In some ways we’ve burdened music with the entire work of worship, so that in many services, the music is the only part that is considered worship. (We call the musicians and singers, the “worship team.” Many services start with “worship,” i.e., singing, before moving on to other parts of the service.) In other ways, we’ve robbed music from any meaningful contribution at all to the work of worship by measuring its value according to its ability to trigger feelings or by its professional excellence, both of which are welcome, but not essential to the purpose of music.

Miller dichotomizes the issue by pitting singing a song against planting a garden. I just don’t get that. Of course Jesus isn’t grieved because some of us would rather garden than sing. But once again, this whole thing of assembling to worship is about what we do together that we cannot do alone. Thus, of course we can worship when we garden, as when we work and when we play. The question is, what happens in a different way when we worship together and how does singing help that?

Imagine the ancient Israelites coming to worship in the Temple. Imagine one of them saying, “Well, that whole business of sacrificing and cymbals clashing and whatever just doesn’t do it for me. I’d really rather focus on God by pruning my vines.” Many may have thought and done just that, but that isn’t the way the faith was sustained or transmitted.

In the Old Testament, David appointed an entire subsection of Levites to “the service of song”: “They ministered with song before the tabernacle of the tent of meeting, until Solomon had built the house of the Lord in Jerusalem; and they performed their service in due order” (1 Chr. 5.32). One of those so appointed was Asaph, probably the author of Psalms 50, 73-83, and the forefather of many who also served as servant-poet-musicians. In 2 Chronicles 29.30, he is called a “seer.” The name means “collector” or “convener.”

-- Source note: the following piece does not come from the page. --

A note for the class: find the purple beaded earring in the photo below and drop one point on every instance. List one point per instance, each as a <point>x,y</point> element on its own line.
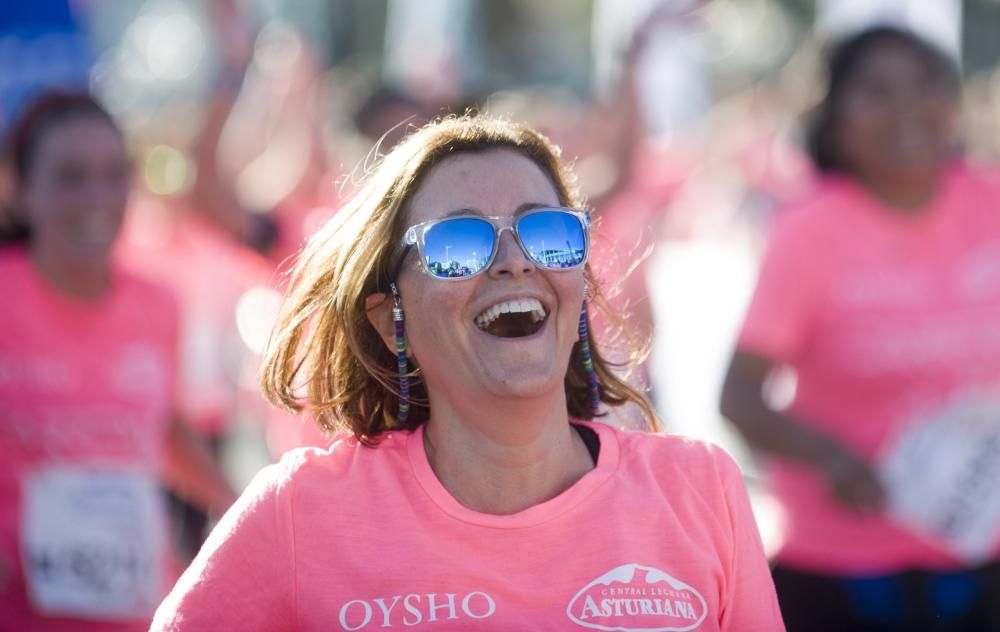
<point>588,363</point>
<point>402,364</point>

Perhaps this is one of our best clues to the real role of music in the “historical arc” of Christian tradition. Not emotion; not professional recognition; not performance; but collecting, convening. Music collects us, it gives us one voice, it unites us as the Body that we are and gives us the ability to speak with one voice of praise. We speak to one another in the fullness of the Spirit “as we sing psalms and hymns and spiritual songs” (Eph. 5.19). “Let the message of Christ dwell among you richly as you teach and admonish one another with all wisdom through psalms, hymns, and songs from the Spirit, singing to God with gratitude in your hearts” (Col. 3.16). Are these not powerful rhythms? And have they not carried faith, taught faith, encouraged faith, recollected faith for twenty centuries?

[An aside: If you wish to listen to the oldest known Christian hymn for which we have both lyrics and notation, listen to the Oxyrhynchus Hymn. It dates to the 3rd century.)

In most ancient understandings of hymns, the idea behind them was the inner embrace and celebration of Christian truth; they are rich teaching tools that draw us together into the harmony of the Blessed Trinity. We probably won’t have preachers in heaven, but we most certainly will be singing. Music penetrates us at levels that words alone may not; it finds the nooks and crannies of our lives and seeps in, kindling desire, hallowing inner space, creating unforeseen connections to Christ and to one another. (Miller should be glad… after all, they’re not lectures!)

Miller is not dismissing music, as though he were some philistine who has no appreciation for the finer points of culture. But he is implicitly articulating the ways we have all weakened the role of music in our assemblies. For him, the whole business of singing just didn’t grab him, and though he enjoyed the “most talented worship team” he’d ever heard, it didn’t help him connect with God. He both put too much weight on music—expecting a visceral/spiritual wow!—and not enough—losing sight of its ability to collect him, gather him into the community.